Failing to find Barley Blair on his return to London, Landau does what he conceives to be his patriotic duty and hands over the notebooks, after some comic difficulties, to the British intelligence services. It is at this point that the novel really gets under way. The notebooks have to be assessed and the missing Barley found. Are the notebooks genuine or could they be a plant? If genuine, is it a good thing that Russia's nuclear threat is a mirage or does the fact that its weapons are unreliable pose a different kind of danger? Who is the scientist who has written the notebooks? How important is he? Who is Barley Blair and what is his connection with the writer of the notebooks? Is he trustworthy? Could he be a plant? Nothing that one learns about Barley is reassuring. He is a middle-aged, chess-playing, jazz-playing amiable drunk who has left a debris of wives, children, mistresses and bad debts. He runs the family publishing business which deals in Mills-and-Boon-style love- stories into which he tries to infiltrate some difficult books more to his taste. This is why he sometimes attended the Moscow bookfair. We do finally catch up with him.
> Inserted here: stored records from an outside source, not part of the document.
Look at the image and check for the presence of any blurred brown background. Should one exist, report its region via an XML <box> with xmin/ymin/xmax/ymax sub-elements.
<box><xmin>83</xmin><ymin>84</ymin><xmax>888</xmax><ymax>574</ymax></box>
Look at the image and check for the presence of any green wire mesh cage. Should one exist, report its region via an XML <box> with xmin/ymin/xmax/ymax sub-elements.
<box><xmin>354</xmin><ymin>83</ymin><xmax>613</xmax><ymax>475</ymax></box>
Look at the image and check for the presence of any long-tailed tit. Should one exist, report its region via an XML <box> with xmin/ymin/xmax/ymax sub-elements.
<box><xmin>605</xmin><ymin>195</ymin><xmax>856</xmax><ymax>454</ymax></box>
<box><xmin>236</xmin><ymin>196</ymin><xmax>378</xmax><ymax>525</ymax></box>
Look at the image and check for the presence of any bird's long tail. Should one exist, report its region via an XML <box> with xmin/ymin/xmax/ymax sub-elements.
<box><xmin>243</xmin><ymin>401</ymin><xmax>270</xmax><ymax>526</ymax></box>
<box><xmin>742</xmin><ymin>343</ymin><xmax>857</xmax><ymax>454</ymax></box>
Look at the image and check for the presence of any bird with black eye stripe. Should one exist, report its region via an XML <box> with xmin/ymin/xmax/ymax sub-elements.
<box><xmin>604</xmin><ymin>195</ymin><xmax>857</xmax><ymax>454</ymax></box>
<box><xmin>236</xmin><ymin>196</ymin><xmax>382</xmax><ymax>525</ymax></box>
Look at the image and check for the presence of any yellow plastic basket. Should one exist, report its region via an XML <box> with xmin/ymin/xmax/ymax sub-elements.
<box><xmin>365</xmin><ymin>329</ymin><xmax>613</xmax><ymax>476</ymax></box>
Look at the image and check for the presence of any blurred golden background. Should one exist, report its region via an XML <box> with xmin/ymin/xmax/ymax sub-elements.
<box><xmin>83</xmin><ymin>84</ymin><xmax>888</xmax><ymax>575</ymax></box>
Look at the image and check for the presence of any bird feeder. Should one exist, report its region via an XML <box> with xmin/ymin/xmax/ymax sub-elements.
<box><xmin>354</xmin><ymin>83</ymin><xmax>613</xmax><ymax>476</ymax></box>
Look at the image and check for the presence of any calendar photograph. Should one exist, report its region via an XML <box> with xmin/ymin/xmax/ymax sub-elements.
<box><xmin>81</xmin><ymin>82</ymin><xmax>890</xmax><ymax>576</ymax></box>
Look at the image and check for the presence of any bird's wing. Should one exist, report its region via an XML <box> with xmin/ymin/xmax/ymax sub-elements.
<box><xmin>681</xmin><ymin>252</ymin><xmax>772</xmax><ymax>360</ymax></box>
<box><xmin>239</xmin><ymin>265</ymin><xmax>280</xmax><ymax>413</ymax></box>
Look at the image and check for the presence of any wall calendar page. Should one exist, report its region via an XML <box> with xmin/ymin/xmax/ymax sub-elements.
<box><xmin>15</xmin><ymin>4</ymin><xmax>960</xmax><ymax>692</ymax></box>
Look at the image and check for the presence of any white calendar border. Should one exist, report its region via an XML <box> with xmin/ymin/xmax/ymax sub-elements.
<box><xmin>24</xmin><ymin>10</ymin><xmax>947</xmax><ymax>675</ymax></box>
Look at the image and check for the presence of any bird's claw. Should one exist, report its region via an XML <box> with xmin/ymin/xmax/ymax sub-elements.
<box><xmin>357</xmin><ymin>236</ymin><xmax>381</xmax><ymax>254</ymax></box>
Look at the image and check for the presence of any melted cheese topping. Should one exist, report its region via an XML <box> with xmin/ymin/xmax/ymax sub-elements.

Barley tells the authorities that he has never met Katya but he does recall that a year earlier, while attending the Moscow bookfair, he had an alcoholic evening in a dacha with some dissident poets and wri- ters. There a mysterious and melancholy man, nicknamed Goethe, inspired by some drunken clichés of Barley, made Barley listen to some intense stuff about how it was possible without disloyalty to betray your country 'provided you betrayed what you hated and fought for what you love'. He had forced Barley to say that if he, Goethe, should behave like a hero, Barley would behave 'like a merely decent human being'. Barley, however, signally fails to keep his side of the bargain and instead of publishing Goethe's revelations for the good of mankind allows the British and American Secret Services to use him for their own ends.
Barley is the sort of romantic creation that could have come from the pen of Elisabeth Jane Howard. He is attractive, sensitive, unpredictable, unreliable and clever. The main tension of the novel lies in this unpredictability. Will he, when pushed, hold strong to the interests of Her Majesty's Government and that of the United States? This, of course, cannot be tested until he is sent into the field, which Is where the love interest comes in.
The second half of the novel tells what happens when Barley goes to Russia and meets Katya. It is essentially a love story, with some enjoyable shenanigans thrown in, showing how something as unexpected and banal as two middle-aged people falling in love can make the best-laid plots go awry. Unfortunately, the love affair really is mundane, added to which the novel is continually pulled out of kilter by the introduction of an unnecessary charac- ter called Harry Palfrey, the dim, damply squishy MI6 legal man, who tells the story. He continually interferes with the smooth running of the plot by interrupting with boring interjections about his own dismal life and angst. Despite all Palfrey's efforts, however, this is, if not vintage le Carre, a perfectly enjoyable excursion into the murky underground world of spies that he has made his own.